The University of Auckland’s Wayne Smith argues it’s time to rid our schools of divisive competitive neoliberal governance

As the school year gets under way for another year, it is an opportune time to reflect on the major issues that impacted on education in 2018 and to project forward to what is likely to play out in 2019.

While we reflect, our teachers will be focused determinedly on developing positive relationships with their pupils and establishing cooperative, inquiry-focused learning environments in their classrooms.

Unfortunately, as these professional and highly competent teachers start their new year, the major issue of 2018 will still be lurking in the background –working conditions and pay scales – is not yet resolved.

This issue will continue to be significant in 2019 and will probably grow legs unless the Minister can find an early solution. And I hope he does. Both primary and secondary teachers will be starting the year with the same concerns and similar frustrations which will cause greater disturbance to schooling across both sectors if the matter cannot be resolved early. The Minister simply has to offer a better long-term solution.

A second significant event of 2018 was the release of the Tomorrow’s Schools Report on December 7. The Minister is to be applauded for commissioning it and the Taskforce Committee for producing such a comprehensive review, long overdue, with innovative proposals.

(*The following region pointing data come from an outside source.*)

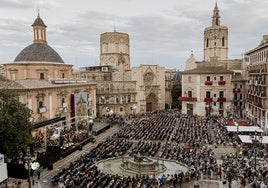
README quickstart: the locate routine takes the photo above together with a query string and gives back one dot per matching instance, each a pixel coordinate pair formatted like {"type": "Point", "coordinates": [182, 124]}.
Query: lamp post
{"type": "Point", "coordinates": [30, 163]}
{"type": "Point", "coordinates": [255, 138]}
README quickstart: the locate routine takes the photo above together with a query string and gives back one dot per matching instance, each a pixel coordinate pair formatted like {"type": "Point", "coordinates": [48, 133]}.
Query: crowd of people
{"type": "Point", "coordinates": [169, 135]}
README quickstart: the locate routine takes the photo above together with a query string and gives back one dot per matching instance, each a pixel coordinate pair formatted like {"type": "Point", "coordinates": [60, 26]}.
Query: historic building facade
{"type": "Point", "coordinates": [214, 86]}
{"type": "Point", "coordinates": [256, 61]}
{"type": "Point", "coordinates": [121, 89]}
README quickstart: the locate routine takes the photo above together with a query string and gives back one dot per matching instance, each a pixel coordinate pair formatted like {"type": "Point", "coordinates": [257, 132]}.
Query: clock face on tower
{"type": "Point", "coordinates": [148, 78]}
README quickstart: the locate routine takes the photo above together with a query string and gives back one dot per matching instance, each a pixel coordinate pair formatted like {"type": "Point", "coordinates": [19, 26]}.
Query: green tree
{"type": "Point", "coordinates": [175, 93]}
{"type": "Point", "coordinates": [15, 125]}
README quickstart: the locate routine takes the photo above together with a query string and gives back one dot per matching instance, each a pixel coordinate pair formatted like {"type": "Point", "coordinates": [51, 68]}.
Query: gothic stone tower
{"type": "Point", "coordinates": [216, 39]}
{"type": "Point", "coordinates": [114, 50]}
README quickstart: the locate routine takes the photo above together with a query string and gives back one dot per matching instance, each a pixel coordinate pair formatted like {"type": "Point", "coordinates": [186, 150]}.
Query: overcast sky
{"type": "Point", "coordinates": [161, 32]}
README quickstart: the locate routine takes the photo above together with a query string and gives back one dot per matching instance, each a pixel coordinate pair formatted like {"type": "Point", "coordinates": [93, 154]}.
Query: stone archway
{"type": "Point", "coordinates": [151, 102]}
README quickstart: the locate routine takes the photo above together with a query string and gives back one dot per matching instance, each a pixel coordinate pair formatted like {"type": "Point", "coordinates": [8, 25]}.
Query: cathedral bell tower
{"type": "Point", "coordinates": [216, 39]}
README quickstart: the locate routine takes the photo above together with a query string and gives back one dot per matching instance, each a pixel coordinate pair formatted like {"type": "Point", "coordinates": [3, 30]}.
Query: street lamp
{"type": "Point", "coordinates": [255, 139]}
{"type": "Point", "coordinates": [237, 128]}
{"type": "Point", "coordinates": [30, 163]}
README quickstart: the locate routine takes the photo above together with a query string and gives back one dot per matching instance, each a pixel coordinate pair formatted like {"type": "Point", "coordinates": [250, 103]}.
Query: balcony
{"type": "Point", "coordinates": [208, 108]}
{"type": "Point", "coordinates": [187, 99]}
{"type": "Point", "coordinates": [208, 99]}
{"type": "Point", "coordinates": [221, 99]}
{"type": "Point", "coordinates": [221, 83]}
{"type": "Point", "coordinates": [208, 83]}
{"type": "Point", "coordinates": [236, 90]}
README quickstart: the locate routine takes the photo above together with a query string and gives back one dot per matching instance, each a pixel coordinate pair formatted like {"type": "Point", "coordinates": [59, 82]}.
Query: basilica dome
{"type": "Point", "coordinates": [39, 52]}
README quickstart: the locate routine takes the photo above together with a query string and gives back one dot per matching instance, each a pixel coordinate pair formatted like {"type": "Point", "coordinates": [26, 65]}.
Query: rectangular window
{"type": "Point", "coordinates": [42, 76]}
{"type": "Point", "coordinates": [207, 94]}
{"type": "Point", "coordinates": [221, 94]}
{"type": "Point", "coordinates": [190, 94]}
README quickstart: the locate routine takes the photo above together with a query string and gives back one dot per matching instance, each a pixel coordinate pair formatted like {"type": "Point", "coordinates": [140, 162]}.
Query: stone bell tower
{"type": "Point", "coordinates": [114, 50]}
{"type": "Point", "coordinates": [216, 39]}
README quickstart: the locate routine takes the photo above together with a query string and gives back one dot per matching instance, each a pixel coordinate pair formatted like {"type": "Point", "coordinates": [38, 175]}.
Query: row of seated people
{"type": "Point", "coordinates": [198, 159]}
{"type": "Point", "coordinates": [155, 127]}
{"type": "Point", "coordinates": [149, 149]}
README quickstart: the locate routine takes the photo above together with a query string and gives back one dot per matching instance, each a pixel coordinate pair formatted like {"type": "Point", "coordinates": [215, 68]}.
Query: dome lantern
{"type": "Point", "coordinates": [39, 29]}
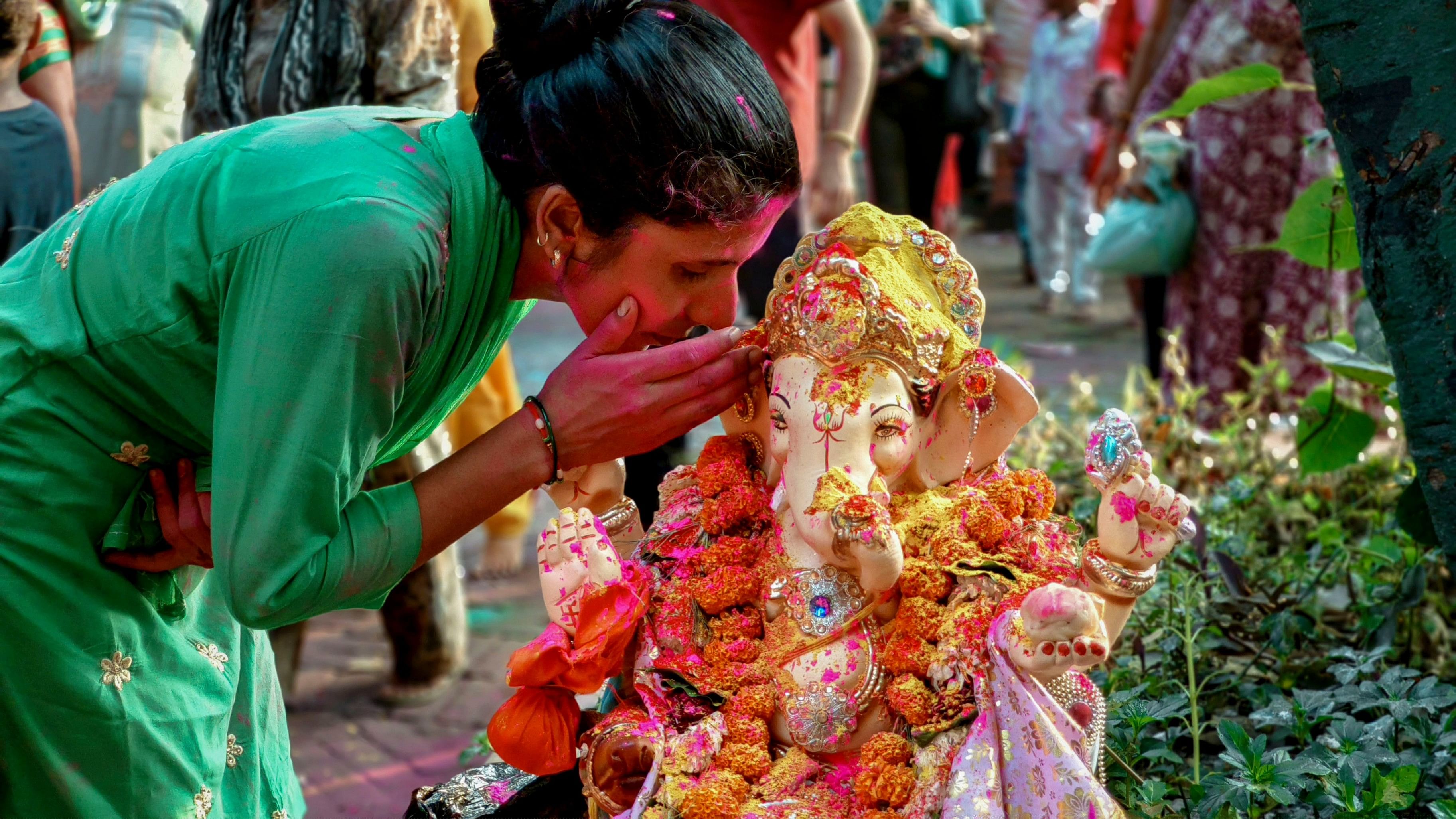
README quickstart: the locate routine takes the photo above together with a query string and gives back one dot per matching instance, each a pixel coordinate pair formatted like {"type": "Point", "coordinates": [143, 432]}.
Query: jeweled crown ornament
{"type": "Point", "coordinates": [878, 286]}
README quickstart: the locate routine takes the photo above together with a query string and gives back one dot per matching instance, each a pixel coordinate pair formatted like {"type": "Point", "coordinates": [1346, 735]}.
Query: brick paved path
{"type": "Point", "coordinates": [357, 758]}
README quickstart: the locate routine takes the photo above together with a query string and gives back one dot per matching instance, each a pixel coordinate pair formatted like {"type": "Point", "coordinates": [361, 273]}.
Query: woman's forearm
{"type": "Point", "coordinates": [475, 483]}
{"type": "Point", "coordinates": [845, 28]}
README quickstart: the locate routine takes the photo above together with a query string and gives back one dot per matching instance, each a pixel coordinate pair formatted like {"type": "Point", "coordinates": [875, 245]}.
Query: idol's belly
{"type": "Point", "coordinates": [836, 701]}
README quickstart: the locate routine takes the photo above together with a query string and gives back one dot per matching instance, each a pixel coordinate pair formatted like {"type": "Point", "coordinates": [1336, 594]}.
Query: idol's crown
{"type": "Point", "coordinates": [878, 286]}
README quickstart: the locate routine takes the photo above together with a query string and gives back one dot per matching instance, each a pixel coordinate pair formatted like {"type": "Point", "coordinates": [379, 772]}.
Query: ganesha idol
{"type": "Point", "coordinates": [851, 605]}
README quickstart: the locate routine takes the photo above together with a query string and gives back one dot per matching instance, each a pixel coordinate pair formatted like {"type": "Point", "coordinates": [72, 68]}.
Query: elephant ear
{"type": "Point", "coordinates": [943, 455]}
{"type": "Point", "coordinates": [750, 414]}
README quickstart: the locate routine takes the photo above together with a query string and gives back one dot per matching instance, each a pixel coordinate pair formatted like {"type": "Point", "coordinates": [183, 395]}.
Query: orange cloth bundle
{"type": "Point", "coordinates": [537, 729]}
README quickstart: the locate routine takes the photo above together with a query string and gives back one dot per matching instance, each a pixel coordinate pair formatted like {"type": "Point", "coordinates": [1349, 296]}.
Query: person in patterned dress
{"type": "Point", "coordinates": [1248, 167]}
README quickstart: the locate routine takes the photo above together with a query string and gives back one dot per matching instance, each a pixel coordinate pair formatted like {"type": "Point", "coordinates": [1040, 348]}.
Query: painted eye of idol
{"type": "Point", "coordinates": [777, 413]}
{"type": "Point", "coordinates": [892, 420]}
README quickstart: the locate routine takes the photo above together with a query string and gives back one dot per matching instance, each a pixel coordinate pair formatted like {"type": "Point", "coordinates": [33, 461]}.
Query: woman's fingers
{"type": "Point", "coordinates": [158, 562]}
{"type": "Point", "coordinates": [190, 513]}
{"type": "Point", "coordinates": [166, 511]}
{"type": "Point", "coordinates": [683, 356]}
{"type": "Point", "coordinates": [734, 368]}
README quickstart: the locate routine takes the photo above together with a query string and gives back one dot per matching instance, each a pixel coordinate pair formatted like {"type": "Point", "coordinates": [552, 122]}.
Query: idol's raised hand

The review offers some significant hope for the future governance of schooling in New Zealand. As Peter O’Connor commented in Newsroom in December: “30 years of a business model approach to education has wreaked havoc on our schooling system and had further wider impacts across all aspects of New Zealand life.”

Sadly, but not surprisingly, in October last year the findings of an international report from UNICEF found New Zealand to be among the worst ranked for inequality in education. This report, which drew on global education data from early years to secondary school, ranked New Zealand at 33 out of 38 for inequality in the classroom. This is not a situation we can tolerate any longer in our society.

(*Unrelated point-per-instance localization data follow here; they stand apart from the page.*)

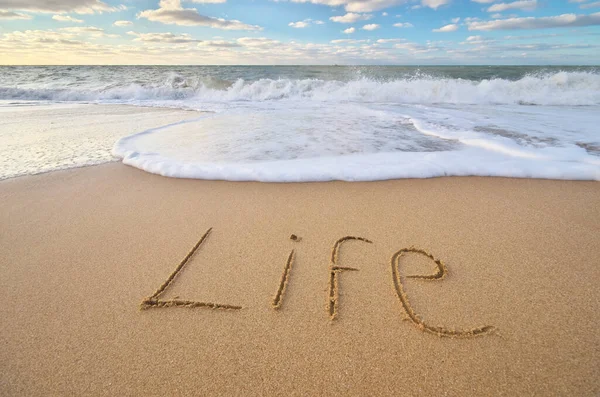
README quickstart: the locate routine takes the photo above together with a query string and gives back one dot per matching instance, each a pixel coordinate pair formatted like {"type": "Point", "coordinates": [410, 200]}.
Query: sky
{"type": "Point", "coordinates": [269, 32]}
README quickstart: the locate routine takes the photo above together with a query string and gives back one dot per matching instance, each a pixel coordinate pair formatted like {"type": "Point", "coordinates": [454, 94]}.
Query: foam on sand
{"type": "Point", "coordinates": [354, 142]}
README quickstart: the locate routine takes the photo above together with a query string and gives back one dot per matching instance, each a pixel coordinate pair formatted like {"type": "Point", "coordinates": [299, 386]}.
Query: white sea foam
{"type": "Point", "coordinates": [358, 143]}
{"type": "Point", "coordinates": [561, 88]}
{"type": "Point", "coordinates": [542, 125]}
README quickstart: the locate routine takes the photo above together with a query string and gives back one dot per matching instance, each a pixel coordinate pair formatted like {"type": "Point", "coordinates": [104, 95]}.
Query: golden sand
{"type": "Point", "coordinates": [506, 271]}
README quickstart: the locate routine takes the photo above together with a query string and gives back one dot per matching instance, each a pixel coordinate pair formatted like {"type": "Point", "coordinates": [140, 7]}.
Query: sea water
{"type": "Point", "coordinates": [318, 123]}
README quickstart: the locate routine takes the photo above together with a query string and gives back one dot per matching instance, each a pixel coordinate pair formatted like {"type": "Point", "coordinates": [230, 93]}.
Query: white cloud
{"type": "Point", "coordinates": [171, 12]}
{"type": "Point", "coordinates": [13, 15]}
{"type": "Point", "coordinates": [257, 42]}
{"type": "Point", "coordinates": [351, 18]}
{"type": "Point", "coordinates": [590, 5]}
{"type": "Point", "coordinates": [559, 21]}
{"type": "Point", "coordinates": [66, 18]}
{"type": "Point", "coordinates": [87, 30]}
{"type": "Point", "coordinates": [60, 6]}
{"type": "Point", "coordinates": [299, 24]}
{"type": "Point", "coordinates": [477, 40]}
{"type": "Point", "coordinates": [528, 5]}
{"type": "Point", "coordinates": [123, 23]}
{"type": "Point", "coordinates": [371, 26]}
{"type": "Point", "coordinates": [434, 3]}
{"type": "Point", "coordinates": [348, 41]}
{"type": "Point", "coordinates": [448, 28]}
{"type": "Point", "coordinates": [304, 24]}
{"type": "Point", "coordinates": [356, 5]}
{"type": "Point", "coordinates": [164, 38]}
{"type": "Point", "coordinates": [385, 41]}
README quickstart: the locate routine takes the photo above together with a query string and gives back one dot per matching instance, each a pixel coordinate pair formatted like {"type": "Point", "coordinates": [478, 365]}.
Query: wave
{"type": "Point", "coordinates": [561, 88]}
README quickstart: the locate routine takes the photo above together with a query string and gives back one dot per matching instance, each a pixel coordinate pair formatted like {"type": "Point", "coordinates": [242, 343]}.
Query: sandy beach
{"type": "Point", "coordinates": [81, 249]}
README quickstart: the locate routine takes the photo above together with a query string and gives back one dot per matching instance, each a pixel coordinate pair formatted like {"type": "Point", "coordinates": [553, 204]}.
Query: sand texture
{"type": "Point", "coordinates": [115, 282]}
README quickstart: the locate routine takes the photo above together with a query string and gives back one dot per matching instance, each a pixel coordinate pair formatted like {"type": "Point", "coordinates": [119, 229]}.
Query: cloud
{"type": "Point", "coordinates": [299, 24]}
{"type": "Point", "coordinates": [170, 12]}
{"type": "Point", "coordinates": [87, 30]}
{"type": "Point", "coordinates": [348, 41]}
{"type": "Point", "coordinates": [448, 28]}
{"type": "Point", "coordinates": [13, 15]}
{"type": "Point", "coordinates": [66, 18]}
{"type": "Point", "coordinates": [371, 26]}
{"type": "Point", "coordinates": [590, 5]}
{"type": "Point", "coordinates": [434, 3]}
{"type": "Point", "coordinates": [477, 40]}
{"type": "Point", "coordinates": [528, 5]}
{"type": "Point", "coordinates": [304, 24]}
{"type": "Point", "coordinates": [60, 6]}
{"type": "Point", "coordinates": [356, 5]}
{"type": "Point", "coordinates": [219, 44]}
{"type": "Point", "coordinates": [123, 23]}
{"type": "Point", "coordinates": [163, 38]}
{"type": "Point", "coordinates": [257, 42]}
{"type": "Point", "coordinates": [385, 41]}
{"type": "Point", "coordinates": [559, 21]}
{"type": "Point", "coordinates": [351, 18]}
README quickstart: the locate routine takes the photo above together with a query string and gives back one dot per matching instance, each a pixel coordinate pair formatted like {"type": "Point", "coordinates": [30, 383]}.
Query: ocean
{"type": "Point", "coordinates": [353, 123]}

Whether we like the proposed government-appointed taskforce changes or not, they offer grounds for a debate that we should be having in education. The report has already prompted controversy as it proposes significant changes in the form of ‘education hubs’ that will reduce the level of independence of individual school boards of trustees.

The proposed hubs are designed to bring about greater networking between schools and with that more equitable outcomes from our school system, and this is very necessary. We all want a more equitable school system and correspondingly more equitable outcomes for our children and youth, but we cannot seem to agree on how this should happen.

Unfortunately, or perhaps fortunately because it requires us to reflect on our differences, this proposal brings to the surface again the significant divide in this country between the haves and the have nots. This is why the debate is so necessary. I personally applaud and support the education hub initiative at the level of governance that is proposed, but it will continue to be controversial because of the divide between the schools who have, and the schools who have not.

Once again, in this debate,  principals, educators and others, will draw on their polarised ideological views about equity and as such we should not be surprised that the matter will be played out along the left right political divide that has divided our society in so many detrimental ways in recent decades. It is time to address the inequity in our schooling: It is time to rid our schools of the current divisive competitive neoliberal governance.

Associate Professor Wayne Smith is from the University of Auckland's Faculty of Education and Social Work.